Here is an insightful section on the cultural/religious divide in the United States:

It is cultural issues that most divide the nation—and that most put Democrats at a disadvantage. Americans can (more or less) find common ground on economics and foreign policy, but, on cultural matters, they are radically at odds with one another. The differences in their realms of moral understanding go so deep as to make communication difficult. Their mutual incomprehension produces stereotypes of the other that range from the oversimplified to the truly vicious.

At its deepest level, this is a war of religion. Secularists vote heavily Democratic; those most regular in their religious observance vote disproportionately Republican. But that, as liberals point out, distorts the issue. Most secularists are Democrats, but most Democrats are not secularists. America is a religious nation, and our differences are not so much of religion vs. irreligion as they are of divergent understandings of what our religious commitments require of us politically. That is a complicated matter that defies easy summary, but it is a serviceable generalization that here, as in the culture at large, we pit liberal, mostly Democratic, modernists against conservative, mostly Republican, traditionalists.

These religious and moral differences play out in critical political controversies. Everyone agrees that Supreme Court appointments will be the most controverted issue of President Bush’s second term. That is because those appointments may well determine the outcome of everything from abortion to affirmative action to gay rights to religion in public life. (Experts on both sides present sophisticated jurisprudential arguments in defense of their positions, but most people look more to congenial outcomes than to consistent principles of law.)

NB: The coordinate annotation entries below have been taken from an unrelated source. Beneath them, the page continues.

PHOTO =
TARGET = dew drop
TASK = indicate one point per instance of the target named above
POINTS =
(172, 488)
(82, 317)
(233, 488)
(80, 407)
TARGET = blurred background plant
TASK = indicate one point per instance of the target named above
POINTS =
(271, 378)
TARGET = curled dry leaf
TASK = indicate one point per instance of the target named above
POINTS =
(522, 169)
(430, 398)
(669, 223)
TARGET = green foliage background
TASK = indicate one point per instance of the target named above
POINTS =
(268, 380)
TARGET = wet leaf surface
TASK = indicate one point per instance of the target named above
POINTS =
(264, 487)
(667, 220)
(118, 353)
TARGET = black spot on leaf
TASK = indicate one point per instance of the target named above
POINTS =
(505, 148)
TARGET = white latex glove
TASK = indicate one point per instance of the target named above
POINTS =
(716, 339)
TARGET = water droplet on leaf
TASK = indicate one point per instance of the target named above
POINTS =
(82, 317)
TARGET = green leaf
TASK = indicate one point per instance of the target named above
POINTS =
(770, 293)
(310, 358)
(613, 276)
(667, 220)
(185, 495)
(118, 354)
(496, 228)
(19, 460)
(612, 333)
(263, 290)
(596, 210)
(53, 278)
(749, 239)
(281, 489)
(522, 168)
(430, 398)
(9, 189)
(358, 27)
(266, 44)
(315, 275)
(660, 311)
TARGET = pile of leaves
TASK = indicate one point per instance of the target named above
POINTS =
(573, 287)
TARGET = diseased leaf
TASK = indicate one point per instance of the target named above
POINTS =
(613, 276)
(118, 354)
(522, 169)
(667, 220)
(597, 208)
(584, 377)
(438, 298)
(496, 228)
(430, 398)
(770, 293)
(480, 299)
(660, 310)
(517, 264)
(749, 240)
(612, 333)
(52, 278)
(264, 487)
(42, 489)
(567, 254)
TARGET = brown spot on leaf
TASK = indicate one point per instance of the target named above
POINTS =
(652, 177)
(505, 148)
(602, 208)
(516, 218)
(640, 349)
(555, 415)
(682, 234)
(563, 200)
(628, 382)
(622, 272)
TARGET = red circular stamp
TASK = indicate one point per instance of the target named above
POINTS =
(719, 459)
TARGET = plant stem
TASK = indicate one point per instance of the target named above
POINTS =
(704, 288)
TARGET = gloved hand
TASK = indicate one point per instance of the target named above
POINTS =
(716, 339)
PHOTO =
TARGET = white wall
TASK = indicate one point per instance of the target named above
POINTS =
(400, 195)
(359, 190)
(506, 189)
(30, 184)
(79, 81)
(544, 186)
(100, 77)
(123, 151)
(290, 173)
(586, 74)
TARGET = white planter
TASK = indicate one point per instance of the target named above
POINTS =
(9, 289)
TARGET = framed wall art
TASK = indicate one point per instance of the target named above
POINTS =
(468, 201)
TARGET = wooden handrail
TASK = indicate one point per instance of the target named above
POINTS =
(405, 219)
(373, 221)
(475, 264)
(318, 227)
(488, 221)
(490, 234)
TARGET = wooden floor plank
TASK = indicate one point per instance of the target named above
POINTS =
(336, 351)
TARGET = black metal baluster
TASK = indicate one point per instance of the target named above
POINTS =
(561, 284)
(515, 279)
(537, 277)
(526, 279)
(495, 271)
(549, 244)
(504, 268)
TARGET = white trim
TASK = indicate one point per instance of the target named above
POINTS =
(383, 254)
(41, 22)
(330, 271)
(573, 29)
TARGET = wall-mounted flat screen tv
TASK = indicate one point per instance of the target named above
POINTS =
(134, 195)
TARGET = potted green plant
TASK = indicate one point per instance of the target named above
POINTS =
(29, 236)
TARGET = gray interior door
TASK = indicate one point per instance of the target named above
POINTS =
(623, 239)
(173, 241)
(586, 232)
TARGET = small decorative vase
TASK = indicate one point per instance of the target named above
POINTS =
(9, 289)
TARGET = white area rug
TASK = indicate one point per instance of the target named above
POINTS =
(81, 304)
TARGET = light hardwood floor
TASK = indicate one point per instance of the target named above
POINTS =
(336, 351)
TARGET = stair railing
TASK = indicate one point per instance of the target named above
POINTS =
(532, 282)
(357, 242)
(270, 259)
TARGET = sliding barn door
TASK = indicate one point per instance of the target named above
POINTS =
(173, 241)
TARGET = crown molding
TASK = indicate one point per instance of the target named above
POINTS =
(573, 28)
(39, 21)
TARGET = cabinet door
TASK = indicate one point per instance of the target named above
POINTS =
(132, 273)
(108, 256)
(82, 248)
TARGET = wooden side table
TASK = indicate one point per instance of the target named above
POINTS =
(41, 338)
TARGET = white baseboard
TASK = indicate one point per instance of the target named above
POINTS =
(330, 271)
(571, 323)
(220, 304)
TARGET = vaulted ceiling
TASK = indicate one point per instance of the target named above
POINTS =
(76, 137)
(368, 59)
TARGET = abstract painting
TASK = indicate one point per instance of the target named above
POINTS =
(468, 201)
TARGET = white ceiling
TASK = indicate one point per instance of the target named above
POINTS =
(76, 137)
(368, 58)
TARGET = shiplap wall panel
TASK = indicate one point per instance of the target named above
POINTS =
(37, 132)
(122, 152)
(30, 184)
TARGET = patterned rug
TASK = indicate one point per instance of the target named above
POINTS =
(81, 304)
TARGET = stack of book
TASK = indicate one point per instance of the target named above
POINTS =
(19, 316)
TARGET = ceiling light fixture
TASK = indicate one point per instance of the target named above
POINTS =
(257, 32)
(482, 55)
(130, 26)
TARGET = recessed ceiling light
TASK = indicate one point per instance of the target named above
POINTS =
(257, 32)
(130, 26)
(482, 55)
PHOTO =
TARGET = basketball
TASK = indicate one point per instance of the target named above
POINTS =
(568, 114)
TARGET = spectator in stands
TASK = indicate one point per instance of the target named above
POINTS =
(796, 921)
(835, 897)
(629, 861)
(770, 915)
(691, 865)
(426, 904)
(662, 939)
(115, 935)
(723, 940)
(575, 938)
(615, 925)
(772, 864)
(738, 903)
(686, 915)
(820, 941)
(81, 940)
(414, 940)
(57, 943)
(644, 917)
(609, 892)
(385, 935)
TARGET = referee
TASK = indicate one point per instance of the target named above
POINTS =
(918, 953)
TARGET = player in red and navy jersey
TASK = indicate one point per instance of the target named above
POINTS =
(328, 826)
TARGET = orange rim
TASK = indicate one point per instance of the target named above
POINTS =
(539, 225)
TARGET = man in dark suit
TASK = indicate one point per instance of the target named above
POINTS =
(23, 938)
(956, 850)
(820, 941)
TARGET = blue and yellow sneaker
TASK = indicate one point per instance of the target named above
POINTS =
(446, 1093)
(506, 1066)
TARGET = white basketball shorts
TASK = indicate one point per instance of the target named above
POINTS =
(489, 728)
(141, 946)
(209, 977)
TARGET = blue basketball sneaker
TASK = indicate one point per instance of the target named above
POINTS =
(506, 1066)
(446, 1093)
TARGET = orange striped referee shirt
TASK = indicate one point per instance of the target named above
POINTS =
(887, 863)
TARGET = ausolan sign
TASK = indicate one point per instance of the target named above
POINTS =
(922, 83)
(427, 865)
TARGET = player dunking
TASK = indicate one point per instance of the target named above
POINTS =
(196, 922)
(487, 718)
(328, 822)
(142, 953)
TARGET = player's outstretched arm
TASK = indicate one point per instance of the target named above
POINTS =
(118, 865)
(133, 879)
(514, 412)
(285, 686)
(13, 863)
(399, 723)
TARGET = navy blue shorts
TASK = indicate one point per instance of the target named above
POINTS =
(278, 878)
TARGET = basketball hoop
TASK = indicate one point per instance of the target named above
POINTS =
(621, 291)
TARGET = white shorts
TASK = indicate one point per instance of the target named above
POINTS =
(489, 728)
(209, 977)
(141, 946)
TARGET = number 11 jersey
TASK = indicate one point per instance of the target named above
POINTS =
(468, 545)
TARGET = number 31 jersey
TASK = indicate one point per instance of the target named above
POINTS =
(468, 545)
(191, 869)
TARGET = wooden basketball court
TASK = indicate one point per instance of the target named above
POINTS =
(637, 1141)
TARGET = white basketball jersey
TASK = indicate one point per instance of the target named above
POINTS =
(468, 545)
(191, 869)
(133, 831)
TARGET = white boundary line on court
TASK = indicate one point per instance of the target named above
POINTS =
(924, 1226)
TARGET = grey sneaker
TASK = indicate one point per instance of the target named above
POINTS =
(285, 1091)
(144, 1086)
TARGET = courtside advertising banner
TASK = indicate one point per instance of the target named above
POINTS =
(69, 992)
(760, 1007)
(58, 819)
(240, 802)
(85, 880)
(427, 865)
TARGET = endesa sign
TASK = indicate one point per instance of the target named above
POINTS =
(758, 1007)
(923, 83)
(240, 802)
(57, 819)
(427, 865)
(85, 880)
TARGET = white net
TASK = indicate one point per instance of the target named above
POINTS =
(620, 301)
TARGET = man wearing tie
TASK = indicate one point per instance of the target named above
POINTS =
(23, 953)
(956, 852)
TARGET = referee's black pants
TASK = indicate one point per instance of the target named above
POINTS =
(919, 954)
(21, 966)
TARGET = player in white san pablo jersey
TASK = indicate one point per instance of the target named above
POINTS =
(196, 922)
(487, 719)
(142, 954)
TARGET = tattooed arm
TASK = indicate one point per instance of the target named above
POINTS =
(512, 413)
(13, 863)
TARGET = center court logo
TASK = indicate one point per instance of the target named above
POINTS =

These are the issues that try Democrats’ souls. In each case (abortion most complicatedly) their instincts lead them to the politically unpopular position. Artful finessing by artful candidates can go only so far: Democrats must sooner or later choose between principle and prudence. As with the culture, so, if less obviously, with politics in general. Today liberalism is not, as it was for so long, America’s default political position, and that transformation—effected so gradually that many people have missed it—means that Democrats are no longer the nation’s natural political majority.